Agreed. Maintain their voice. It's clear to users when content has been heavily edited by brands. #SMTLive— Natalie Koltun (@natalie_koltun) July 16, 2019
Ultimately, users follow influencers for their content, not your brand's. These users emphasized the subsequent importance of keeping the influencers' voice authentic to make sure their content for you comes off as authentic, too.
On myths and facts
Influencer marketing has gotten huge, so naturally, some myths around the strategy have become prevalent in the industry. Our #SMTLive community worked as our mythbusters around a few issues here. First and foremost? Micro-influencers.
A6.— Bentley University (@bentleyu) July 16, 2019
That the influencer needs to have a huge following for your efforts to be successful!
Micro-influencers can have a big impact and are often more connected to their audience, therefore generating more engagement + involvement in your efforts.
As @bentleyu wrote here, micro-influencers are a great asset. Someone doesn't need to have a million followers to be a great influencer for you. In fact, sometimes less is more, and micro-influencers could even be more useful to you than those users with larger followings.

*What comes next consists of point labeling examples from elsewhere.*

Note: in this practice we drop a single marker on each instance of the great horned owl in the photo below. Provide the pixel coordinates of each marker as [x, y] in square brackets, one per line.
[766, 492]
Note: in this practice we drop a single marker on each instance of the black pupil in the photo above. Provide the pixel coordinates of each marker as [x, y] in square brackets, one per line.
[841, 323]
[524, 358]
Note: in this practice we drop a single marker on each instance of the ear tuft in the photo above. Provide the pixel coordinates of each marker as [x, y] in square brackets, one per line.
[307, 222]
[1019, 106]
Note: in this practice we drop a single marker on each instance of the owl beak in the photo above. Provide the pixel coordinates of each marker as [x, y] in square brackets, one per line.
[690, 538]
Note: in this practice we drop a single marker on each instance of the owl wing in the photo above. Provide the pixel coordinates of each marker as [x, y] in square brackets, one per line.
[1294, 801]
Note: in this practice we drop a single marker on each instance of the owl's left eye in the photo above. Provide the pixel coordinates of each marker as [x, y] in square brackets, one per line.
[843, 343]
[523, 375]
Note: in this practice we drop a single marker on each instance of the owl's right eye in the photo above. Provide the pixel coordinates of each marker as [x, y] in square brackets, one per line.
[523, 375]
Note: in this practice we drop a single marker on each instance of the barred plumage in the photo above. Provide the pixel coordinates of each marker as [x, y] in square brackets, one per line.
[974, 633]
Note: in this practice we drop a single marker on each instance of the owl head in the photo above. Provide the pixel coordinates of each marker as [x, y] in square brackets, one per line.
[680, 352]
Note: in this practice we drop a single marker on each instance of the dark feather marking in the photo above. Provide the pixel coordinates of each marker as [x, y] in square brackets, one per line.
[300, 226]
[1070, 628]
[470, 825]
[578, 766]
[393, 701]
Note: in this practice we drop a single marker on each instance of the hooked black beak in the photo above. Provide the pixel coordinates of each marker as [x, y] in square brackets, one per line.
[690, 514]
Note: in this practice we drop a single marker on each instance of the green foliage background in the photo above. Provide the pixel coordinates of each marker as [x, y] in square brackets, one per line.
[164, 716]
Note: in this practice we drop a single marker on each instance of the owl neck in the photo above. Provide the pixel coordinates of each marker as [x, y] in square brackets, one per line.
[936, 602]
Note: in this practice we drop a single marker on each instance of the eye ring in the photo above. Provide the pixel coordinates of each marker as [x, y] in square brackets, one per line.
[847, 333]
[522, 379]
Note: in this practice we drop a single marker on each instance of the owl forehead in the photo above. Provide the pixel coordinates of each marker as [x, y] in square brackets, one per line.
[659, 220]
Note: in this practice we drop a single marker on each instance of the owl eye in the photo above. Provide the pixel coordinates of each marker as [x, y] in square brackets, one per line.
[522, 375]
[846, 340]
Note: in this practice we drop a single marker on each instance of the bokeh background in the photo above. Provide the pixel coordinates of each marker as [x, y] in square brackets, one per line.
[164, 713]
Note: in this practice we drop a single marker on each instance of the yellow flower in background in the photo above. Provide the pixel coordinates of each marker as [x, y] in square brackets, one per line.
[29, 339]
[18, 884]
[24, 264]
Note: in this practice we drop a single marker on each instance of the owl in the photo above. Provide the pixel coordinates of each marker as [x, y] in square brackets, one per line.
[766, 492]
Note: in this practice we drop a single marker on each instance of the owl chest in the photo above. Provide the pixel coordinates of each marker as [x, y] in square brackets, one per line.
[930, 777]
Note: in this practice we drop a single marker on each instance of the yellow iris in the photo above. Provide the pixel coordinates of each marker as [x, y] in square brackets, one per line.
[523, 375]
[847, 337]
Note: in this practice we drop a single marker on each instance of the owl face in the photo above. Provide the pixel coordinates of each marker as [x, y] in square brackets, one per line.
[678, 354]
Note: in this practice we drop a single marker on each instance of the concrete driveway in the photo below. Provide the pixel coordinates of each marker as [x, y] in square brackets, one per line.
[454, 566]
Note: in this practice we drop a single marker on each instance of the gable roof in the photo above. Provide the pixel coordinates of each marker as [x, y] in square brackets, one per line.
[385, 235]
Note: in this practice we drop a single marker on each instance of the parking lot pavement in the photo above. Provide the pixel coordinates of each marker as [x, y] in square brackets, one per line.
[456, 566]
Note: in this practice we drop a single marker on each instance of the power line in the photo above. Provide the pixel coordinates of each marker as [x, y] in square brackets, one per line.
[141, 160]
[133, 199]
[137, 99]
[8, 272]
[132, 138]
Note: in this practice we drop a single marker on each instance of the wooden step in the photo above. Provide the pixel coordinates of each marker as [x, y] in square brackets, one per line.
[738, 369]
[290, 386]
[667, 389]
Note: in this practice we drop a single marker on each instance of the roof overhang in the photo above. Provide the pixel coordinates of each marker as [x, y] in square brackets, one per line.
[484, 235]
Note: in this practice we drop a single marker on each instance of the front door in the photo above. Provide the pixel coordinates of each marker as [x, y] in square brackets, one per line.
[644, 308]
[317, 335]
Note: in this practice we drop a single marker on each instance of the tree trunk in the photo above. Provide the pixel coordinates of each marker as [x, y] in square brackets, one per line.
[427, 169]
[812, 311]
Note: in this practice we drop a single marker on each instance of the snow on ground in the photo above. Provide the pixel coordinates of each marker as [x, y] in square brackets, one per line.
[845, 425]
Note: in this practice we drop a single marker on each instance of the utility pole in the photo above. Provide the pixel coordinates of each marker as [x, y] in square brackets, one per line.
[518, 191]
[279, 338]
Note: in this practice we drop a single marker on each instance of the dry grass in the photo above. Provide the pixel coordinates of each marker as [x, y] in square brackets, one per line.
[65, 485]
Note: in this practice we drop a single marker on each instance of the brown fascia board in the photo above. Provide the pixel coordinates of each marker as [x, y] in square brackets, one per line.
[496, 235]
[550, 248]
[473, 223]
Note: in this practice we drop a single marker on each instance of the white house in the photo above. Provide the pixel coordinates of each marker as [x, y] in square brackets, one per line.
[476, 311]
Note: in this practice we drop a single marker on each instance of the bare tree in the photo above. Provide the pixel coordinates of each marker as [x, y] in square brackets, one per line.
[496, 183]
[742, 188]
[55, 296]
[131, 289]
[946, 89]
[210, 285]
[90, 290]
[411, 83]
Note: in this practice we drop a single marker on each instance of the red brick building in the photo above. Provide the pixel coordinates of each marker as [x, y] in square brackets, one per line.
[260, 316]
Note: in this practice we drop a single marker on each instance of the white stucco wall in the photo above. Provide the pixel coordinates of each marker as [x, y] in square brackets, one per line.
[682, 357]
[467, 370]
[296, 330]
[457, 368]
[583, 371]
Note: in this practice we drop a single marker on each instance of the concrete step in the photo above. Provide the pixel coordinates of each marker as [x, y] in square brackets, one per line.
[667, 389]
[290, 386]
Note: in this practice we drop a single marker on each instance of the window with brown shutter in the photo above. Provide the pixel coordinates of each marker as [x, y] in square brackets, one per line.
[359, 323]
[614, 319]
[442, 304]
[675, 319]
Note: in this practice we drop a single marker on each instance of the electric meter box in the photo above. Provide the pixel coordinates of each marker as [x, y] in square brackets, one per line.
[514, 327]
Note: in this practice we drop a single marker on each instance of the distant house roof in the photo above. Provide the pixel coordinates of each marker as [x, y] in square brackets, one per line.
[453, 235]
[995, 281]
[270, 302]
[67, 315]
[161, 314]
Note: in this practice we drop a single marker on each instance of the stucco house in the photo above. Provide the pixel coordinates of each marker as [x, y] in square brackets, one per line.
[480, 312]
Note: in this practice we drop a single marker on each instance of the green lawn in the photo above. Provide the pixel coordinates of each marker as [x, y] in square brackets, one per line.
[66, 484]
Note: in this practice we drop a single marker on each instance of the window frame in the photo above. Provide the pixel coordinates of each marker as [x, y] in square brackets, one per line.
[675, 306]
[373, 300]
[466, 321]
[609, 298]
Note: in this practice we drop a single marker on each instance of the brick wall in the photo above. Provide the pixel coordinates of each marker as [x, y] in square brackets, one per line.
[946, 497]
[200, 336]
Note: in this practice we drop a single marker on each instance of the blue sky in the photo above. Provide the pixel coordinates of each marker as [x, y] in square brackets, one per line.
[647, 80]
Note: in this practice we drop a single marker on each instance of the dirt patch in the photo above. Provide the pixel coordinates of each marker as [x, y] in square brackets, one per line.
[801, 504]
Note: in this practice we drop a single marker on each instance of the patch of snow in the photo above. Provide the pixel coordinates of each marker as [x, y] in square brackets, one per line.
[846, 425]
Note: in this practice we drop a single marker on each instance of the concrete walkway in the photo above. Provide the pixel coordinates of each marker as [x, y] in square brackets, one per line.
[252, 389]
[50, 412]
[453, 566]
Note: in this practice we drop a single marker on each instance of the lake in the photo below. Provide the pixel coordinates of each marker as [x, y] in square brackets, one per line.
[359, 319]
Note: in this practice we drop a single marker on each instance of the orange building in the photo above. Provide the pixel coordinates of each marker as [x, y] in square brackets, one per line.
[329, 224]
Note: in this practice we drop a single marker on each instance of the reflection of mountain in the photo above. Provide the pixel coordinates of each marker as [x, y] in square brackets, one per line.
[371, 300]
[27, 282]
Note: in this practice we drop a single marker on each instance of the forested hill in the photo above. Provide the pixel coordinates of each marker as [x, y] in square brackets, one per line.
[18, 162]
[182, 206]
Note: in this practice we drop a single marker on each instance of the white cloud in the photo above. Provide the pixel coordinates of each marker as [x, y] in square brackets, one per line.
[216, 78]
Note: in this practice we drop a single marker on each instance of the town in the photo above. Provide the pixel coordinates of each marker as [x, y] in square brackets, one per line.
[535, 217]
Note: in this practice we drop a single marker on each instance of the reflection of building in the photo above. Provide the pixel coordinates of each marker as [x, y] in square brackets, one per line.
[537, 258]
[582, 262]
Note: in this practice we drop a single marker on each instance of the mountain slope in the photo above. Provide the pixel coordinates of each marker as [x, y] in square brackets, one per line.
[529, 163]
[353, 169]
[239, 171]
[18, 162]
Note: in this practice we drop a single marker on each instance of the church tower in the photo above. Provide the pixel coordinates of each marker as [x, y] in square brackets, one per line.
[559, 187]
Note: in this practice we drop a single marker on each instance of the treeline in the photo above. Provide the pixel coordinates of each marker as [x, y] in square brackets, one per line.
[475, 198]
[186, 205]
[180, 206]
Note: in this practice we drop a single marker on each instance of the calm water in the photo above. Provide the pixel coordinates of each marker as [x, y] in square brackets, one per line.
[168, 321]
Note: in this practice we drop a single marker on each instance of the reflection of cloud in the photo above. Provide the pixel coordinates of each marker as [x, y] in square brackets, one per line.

That last bullet! I feel the FTC will get their hands deeper into influencer marketing, especially on IG, and make it more challenging for brands and influencers, alike. And, like you've said, influencer partnerships are starting to look way to similar to one another. #SMTLive— Travis Joyal (@TJMO) July 16, 2019
@natalie_kotlun not only reiterated our micro-influencer fandom here with the "popularity does not equal influence" reminder, but also brought up a new interesting point. Is influencer marketing here to stay? It feels important for these partnerships to stay authentic, as @TJMO said.
Q6: Agree with @bentleyu! Micro influencers carry a ton of influence, ESPECIALLY on a local/regional level. For a national brand, I find it more strategic to partner with numerous micro influencers in multiple markets/regions vs. a couple big-name macro influencers. #SMTLive— Travis Joyal (@TJMO) July 16, 2019
Did we mention we love micro-influencers?